Özellikle jeopolitik gelişmelerin ekonomi üzerindeki etkisine değinen Tezmen, geçmişte yaşanan krizleri hatırlatarak, dış politikadan kaynaklanan risklerin ekonomik dengeleri sarsabildiğine dikkat çekti.

Türkiye’nin düşük borçluluk oranına rağmen kredi notunun düşük tutulduğunu vurgulayan Tezmen, “Belçika gibi ülkelerde borç oranı bizden çok daha yüksekken, kredi notları ve borçlanma maliyetleri oldukça düşük. Bu durum, bize ve benzer ülkelere farklı muamele yapıldığını gösteriyor,” şeklinde konuştu.

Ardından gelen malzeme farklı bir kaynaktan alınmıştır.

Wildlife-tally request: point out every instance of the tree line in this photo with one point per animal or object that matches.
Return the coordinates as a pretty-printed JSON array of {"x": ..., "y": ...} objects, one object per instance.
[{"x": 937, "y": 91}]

Türkiye’nin küresel ölçekte yüksek getiri sunabilen nadir ülkelerden biri haline geldiğini söyleyen Tezmen, bu nedenle sıcak para girişinin süreceğini ancak asıl hedefin kalıcı yatırımlar olması gerektiğini vurguladı.

“Cari açığımızı azaltmak, yapısal reformlara odaklanmak zorundayız,” diyen Tezmen, çözümün kısa vadeli önlemler değil, kalıcı ekonomik dönüşümde yattığını belirtti. “Zor ama sabredilirse, sabrın sonu selamet olur. Kalıcı yatırımlarla cari fazla veren bir Türkiye mümkün,” ifadelerini kullandı.

Tezmen, sözlerini milli sermayenin desteklenmesi gerektiğini vurgulayarak tamamladı.